Ser cristiano no es fácil, pero hace felices: el camino que nos indica el Padre celestial es el de la misericordia y la paz interior. Son los rasgos distintivos del estilo cristiano, como señala el Evangelio de hoy (Lc 6,27-38). El Señor siempre nos indica cómo debería ser la vida de un discípulo, a través, por ejemplo, de las Bienaventuranzas o de las obras de misericordia.
En concreto, la liturgia de hoy destaca cuatro detalles para vivir la vida cristiana: “amad a vuestros enemigos, haced el bien a los que os odian, bendecid a los que os maldicen, rezad por los que os tratan mal”. Los cristianos no deberían caer nunca en el chismorreo o en la lógica de los insultos, que genera solo la guerra, sino encontrar siempre tiempo para rezar por las personas fastidiosas. Ese es el estilo cristiano, ese es el modo de vivir cristiano. ¿Y si no hago esas cuatro cosas? ¿Amar a los enemigos, hacer el bien a los que me odian, bendecir a los que me maldicen, y rezar por los que me tratan mal, no soy cristiano? Sí, eres cristiano porque has recibido el Bautismo, pero no vives como un cristiano. Vives como un pagano, con el espíritu de la mundanidad.
Claro que es más fácil criticar a los enemigos o a los que son de un partido distinto, pero la lógica cristiana va contracorriente y sigue la “locura de la Cruz”. El fin último es llegar a comportarnos como hijos de nuestro Padre. Solo los misericordiosos se parecen a Dios Padre. “Sed misericordiosos come vuestro Padre es misericordioso”. Ese es el camino, la senda que va contra el espíritu del mundo, que piensa al contrario, que no acusa a los demás. Porque entre nosotros está el gran acusador, el que siempre va a acusarnos delante de Dios, para destruirnos. Satanás: él es el gran acusador. Y cuando entro en esa lógica de acusar, maldecir, intentar hacer daño al otro, entro en la lógica del gran acusador que es destructor, que no sabe la palabra “misericordia”, no la conoce, jamás la ha vivido.
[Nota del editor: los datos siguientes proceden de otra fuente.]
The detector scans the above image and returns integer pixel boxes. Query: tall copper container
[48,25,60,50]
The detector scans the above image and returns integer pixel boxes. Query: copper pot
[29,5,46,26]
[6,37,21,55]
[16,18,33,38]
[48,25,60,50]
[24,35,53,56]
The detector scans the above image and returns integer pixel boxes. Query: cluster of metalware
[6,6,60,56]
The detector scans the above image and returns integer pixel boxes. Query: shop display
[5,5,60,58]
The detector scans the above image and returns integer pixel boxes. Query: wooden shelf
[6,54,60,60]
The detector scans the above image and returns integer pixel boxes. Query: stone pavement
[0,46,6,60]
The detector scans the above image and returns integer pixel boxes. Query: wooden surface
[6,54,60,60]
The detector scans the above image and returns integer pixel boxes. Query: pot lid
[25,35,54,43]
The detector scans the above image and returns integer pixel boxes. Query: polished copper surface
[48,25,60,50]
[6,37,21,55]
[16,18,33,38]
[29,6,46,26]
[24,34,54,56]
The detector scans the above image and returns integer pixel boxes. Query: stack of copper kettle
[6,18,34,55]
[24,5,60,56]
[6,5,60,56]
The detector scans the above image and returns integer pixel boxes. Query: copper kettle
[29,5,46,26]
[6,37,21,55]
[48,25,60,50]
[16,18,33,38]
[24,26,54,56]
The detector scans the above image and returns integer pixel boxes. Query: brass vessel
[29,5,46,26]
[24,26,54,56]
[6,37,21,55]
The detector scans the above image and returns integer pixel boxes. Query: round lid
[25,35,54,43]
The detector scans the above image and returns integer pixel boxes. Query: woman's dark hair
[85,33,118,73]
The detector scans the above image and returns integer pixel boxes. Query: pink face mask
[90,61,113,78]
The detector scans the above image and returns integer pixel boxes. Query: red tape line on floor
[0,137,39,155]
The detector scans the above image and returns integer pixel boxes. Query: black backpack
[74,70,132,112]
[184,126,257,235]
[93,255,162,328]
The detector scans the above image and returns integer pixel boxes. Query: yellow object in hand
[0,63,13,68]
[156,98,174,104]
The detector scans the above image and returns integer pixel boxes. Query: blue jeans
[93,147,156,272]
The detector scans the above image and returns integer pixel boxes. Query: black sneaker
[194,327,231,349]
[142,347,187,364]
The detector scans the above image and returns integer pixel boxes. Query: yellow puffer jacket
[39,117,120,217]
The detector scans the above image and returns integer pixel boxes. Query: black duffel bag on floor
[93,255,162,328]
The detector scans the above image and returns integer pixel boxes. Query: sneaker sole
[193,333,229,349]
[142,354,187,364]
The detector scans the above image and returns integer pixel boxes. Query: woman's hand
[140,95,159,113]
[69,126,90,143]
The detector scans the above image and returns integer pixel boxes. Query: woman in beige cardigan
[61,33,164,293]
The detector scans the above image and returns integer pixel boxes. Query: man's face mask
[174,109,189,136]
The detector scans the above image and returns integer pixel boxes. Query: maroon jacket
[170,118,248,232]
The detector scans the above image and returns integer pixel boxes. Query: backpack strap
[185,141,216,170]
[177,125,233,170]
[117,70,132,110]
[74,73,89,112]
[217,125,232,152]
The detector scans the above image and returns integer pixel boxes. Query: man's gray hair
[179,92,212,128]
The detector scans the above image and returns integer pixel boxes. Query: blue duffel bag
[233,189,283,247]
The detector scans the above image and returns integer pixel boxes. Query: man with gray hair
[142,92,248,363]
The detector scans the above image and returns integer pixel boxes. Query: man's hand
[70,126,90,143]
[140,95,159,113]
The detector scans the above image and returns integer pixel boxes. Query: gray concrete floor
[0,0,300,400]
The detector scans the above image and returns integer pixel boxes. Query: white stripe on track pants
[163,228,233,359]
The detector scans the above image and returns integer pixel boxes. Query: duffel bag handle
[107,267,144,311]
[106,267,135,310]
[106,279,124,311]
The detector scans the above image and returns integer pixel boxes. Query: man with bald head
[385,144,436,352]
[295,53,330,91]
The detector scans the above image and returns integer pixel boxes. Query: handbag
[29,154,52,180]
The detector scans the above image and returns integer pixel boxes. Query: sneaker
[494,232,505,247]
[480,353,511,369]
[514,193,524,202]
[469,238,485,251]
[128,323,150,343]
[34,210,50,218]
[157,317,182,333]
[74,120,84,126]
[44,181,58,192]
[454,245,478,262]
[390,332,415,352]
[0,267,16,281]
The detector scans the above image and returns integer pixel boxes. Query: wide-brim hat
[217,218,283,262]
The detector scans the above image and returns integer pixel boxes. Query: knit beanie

La vida, pues, oscila entre dos invitaciones: la del Padre y la del gran acusador, que nos empuja a acusar a los demás, para destruirlos. ¡Pero es él quien me está destruyendo! Y tú no puedes hacerlo al otro. Tú no puedes entrar en la lógica del acusador. “Pero padre, es que yo debo acusar”. Sí, acúsate a ti mismo. Te hará bien. La única acusación lícita que los cristianos tenemos, es acusarnos a nosotros mismos. Para los demás solamente la misericordia, porque somos hijos del Padre que es misericordioso.